A certain reader from New York University contacted me directly after reading last month’s column, claiming that I had made a mistake in calling Paul Tagliabue, the Commissioner of the National Football League, Jewish.

Actually, I wrote that all four commissioners, or league presidents, were Jewish. Tagliabue, plus Gary Bettman, National Hockey League; David Stern, National Basketball Association; and Bud Selig, Major League Baseball.

Tongue-in-cheek, the NYU doctor quipped, "Three out of four isn’t bad."

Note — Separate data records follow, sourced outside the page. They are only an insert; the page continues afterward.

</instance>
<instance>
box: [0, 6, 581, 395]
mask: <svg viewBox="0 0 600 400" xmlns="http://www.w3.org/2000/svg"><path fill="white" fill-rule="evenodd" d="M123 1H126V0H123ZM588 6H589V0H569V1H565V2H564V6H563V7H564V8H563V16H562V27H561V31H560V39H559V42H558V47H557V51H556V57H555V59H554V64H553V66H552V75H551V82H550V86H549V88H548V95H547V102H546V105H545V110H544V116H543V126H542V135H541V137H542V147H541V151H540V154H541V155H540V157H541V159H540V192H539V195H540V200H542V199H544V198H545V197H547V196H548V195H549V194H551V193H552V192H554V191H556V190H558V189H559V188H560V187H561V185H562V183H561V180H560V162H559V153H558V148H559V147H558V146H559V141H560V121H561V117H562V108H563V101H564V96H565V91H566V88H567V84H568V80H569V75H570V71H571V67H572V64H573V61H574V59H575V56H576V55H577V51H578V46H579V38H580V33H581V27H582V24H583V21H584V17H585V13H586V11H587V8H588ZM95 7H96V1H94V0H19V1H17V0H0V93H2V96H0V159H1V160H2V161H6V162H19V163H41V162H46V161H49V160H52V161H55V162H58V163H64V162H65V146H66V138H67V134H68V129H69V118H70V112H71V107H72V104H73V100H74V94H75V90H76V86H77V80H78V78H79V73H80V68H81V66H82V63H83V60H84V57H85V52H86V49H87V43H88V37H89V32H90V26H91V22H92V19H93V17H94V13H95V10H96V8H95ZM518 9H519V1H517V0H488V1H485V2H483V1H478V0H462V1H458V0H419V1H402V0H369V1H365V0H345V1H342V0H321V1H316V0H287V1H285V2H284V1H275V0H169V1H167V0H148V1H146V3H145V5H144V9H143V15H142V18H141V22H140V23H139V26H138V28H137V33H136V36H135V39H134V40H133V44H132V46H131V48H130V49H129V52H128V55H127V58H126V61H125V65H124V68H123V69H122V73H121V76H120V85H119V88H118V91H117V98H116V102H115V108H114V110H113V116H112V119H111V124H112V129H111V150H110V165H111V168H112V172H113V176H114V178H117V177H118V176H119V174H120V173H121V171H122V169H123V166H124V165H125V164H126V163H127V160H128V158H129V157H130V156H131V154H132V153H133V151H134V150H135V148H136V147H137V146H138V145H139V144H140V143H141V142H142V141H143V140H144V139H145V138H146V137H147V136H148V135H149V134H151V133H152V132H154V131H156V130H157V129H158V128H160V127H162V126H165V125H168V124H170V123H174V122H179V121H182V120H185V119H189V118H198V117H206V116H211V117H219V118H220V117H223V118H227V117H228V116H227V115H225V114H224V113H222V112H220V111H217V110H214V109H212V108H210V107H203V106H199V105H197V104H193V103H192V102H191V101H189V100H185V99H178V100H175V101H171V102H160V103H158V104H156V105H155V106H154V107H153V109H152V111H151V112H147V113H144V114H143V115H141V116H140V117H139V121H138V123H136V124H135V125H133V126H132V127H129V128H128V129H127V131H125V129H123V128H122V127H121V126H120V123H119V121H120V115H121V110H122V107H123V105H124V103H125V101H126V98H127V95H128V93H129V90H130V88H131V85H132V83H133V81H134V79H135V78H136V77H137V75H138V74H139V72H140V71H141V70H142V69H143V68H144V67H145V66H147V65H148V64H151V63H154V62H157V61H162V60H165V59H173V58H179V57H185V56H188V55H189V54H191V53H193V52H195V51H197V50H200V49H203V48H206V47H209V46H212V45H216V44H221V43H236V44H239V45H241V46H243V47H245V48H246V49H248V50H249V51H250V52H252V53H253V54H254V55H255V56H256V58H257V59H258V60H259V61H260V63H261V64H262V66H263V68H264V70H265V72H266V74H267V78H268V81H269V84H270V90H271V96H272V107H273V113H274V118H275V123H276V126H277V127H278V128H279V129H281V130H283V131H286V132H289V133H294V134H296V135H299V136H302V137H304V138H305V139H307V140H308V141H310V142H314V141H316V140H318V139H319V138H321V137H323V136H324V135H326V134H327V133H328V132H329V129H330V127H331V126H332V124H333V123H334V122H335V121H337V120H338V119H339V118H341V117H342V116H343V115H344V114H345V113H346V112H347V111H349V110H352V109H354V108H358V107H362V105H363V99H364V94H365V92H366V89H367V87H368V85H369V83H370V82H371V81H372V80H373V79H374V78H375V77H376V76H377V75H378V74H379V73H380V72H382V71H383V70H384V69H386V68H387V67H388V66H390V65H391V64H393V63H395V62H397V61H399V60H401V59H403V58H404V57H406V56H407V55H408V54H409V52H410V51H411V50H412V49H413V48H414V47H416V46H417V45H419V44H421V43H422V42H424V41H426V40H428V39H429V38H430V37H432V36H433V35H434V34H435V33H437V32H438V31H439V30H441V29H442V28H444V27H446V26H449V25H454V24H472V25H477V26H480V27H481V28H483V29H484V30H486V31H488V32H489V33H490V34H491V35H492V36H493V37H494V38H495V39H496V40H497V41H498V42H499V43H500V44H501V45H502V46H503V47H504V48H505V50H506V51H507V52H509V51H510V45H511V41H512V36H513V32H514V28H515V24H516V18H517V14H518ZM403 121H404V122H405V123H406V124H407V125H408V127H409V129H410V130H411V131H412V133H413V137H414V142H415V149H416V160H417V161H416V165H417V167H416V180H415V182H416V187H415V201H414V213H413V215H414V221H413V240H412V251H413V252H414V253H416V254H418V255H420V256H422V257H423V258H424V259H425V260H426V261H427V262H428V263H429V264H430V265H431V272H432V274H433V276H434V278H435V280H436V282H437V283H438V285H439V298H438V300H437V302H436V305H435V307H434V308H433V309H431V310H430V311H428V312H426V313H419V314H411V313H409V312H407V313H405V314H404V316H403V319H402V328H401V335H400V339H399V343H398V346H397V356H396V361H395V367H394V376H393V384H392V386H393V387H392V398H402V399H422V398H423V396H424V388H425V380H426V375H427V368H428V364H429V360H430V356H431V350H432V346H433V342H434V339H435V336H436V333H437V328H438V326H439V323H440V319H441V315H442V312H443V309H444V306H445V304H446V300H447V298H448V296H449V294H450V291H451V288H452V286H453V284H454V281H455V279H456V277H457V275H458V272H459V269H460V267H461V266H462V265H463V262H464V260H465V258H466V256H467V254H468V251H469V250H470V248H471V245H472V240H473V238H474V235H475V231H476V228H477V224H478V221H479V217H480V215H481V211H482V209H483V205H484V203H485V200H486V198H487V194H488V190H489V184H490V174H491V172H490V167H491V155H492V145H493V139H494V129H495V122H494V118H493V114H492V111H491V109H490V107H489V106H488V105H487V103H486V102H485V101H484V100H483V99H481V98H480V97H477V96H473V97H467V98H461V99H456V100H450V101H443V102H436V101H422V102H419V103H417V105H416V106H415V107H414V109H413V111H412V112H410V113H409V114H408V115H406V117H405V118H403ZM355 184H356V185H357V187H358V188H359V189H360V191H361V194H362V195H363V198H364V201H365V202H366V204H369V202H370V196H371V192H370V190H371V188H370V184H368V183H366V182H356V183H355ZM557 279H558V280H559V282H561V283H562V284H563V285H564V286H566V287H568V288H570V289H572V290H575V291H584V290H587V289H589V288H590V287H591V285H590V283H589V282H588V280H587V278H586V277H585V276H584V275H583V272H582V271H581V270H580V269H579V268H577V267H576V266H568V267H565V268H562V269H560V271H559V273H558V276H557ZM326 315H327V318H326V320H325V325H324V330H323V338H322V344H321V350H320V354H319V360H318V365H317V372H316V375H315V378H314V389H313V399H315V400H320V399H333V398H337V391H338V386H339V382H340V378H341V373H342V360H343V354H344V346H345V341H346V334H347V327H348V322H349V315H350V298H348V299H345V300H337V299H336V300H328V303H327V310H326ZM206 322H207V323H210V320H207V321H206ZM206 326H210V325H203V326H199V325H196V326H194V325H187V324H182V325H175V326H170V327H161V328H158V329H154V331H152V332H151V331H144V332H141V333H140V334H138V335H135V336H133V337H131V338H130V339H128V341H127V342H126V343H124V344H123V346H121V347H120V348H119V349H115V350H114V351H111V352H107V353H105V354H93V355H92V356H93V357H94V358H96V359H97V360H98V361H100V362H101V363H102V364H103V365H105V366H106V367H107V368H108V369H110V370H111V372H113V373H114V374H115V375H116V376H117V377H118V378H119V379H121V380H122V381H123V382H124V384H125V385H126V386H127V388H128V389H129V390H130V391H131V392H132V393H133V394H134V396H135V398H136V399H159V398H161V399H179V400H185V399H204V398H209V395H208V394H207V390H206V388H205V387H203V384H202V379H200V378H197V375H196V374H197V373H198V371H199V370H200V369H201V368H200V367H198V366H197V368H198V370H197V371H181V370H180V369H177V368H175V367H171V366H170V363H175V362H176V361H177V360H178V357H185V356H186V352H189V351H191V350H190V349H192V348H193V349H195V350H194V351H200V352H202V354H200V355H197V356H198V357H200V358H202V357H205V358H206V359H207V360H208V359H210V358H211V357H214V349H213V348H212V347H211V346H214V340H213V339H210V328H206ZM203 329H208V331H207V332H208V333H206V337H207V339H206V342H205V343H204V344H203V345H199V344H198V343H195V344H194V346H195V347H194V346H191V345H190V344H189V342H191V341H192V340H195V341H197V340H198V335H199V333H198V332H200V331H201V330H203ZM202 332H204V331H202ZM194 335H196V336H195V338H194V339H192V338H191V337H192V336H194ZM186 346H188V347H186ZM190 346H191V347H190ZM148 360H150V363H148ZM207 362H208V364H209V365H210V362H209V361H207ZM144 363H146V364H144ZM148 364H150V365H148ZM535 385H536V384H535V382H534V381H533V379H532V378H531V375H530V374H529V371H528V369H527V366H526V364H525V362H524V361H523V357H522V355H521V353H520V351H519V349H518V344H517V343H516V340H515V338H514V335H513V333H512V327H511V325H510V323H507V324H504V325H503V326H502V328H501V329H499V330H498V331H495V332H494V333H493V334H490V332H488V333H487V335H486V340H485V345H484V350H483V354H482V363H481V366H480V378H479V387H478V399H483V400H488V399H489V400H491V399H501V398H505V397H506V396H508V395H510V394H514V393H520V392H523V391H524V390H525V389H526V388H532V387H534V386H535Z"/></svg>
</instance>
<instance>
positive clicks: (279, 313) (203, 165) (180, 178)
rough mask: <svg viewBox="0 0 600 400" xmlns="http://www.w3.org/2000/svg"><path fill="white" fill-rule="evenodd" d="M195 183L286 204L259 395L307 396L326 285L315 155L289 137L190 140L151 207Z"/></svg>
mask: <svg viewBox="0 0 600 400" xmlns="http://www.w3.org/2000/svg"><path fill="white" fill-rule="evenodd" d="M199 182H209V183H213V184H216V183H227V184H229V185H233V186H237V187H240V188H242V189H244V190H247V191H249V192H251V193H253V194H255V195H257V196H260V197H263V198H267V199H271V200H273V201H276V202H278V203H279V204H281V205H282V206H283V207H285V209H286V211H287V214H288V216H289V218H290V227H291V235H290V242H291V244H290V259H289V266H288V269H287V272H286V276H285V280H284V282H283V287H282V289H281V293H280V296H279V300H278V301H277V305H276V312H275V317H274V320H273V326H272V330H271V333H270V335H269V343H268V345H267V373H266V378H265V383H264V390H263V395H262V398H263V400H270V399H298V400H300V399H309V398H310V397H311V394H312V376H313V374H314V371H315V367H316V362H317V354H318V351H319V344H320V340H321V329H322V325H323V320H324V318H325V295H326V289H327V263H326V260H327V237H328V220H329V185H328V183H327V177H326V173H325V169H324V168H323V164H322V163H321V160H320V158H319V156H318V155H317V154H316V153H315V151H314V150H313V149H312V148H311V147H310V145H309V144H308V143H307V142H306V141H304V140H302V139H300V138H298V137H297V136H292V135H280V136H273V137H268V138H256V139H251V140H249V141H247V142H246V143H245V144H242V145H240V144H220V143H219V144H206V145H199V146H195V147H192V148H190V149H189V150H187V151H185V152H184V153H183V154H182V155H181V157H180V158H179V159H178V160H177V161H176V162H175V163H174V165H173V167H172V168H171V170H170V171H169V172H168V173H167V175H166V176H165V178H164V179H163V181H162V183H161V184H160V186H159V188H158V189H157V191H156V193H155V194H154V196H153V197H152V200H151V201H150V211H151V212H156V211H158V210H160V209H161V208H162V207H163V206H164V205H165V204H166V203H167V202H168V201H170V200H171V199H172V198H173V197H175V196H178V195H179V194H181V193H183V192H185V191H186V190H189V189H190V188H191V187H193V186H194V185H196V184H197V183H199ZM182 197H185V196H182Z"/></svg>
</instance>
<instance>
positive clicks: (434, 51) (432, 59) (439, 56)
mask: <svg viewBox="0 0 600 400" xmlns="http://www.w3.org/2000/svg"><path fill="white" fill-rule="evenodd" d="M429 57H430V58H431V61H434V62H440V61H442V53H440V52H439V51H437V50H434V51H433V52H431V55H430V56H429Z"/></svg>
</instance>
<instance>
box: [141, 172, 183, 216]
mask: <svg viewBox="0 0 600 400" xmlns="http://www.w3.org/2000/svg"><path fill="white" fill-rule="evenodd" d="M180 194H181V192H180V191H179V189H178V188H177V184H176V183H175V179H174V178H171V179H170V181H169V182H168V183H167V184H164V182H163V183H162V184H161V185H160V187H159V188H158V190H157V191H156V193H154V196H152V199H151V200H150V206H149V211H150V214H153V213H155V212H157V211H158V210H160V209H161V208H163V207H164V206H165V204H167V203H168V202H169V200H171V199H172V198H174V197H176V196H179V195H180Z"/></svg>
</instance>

Actually, four out of four is perfect.

Quite correctly, the doctor pointed out that Tagliabue is an Italian-American. Point well taken and correct. But since when is being Italian, or Italian-American, mutually exclusive with being Catholic. Until the United States opened the doors at Castle Gardens and later Ellis Island to the great Jewish migration of the 19th and 20th centuries, and later, after World War II with the re-establishment of the State of Israel, Italy enjoyed the largest Jewish population in the world.

There have been many great Italian Jews, not the least of which is the great post-holocaust writer Primo Levi.

I don’t often beat my chest and say I was right. But correcting this misassumption is something I just felt I had to do. That said, to that writer and to all of my readers, if you see a mistake in my column, do not hesitate to bring it to my attention. I’m only human.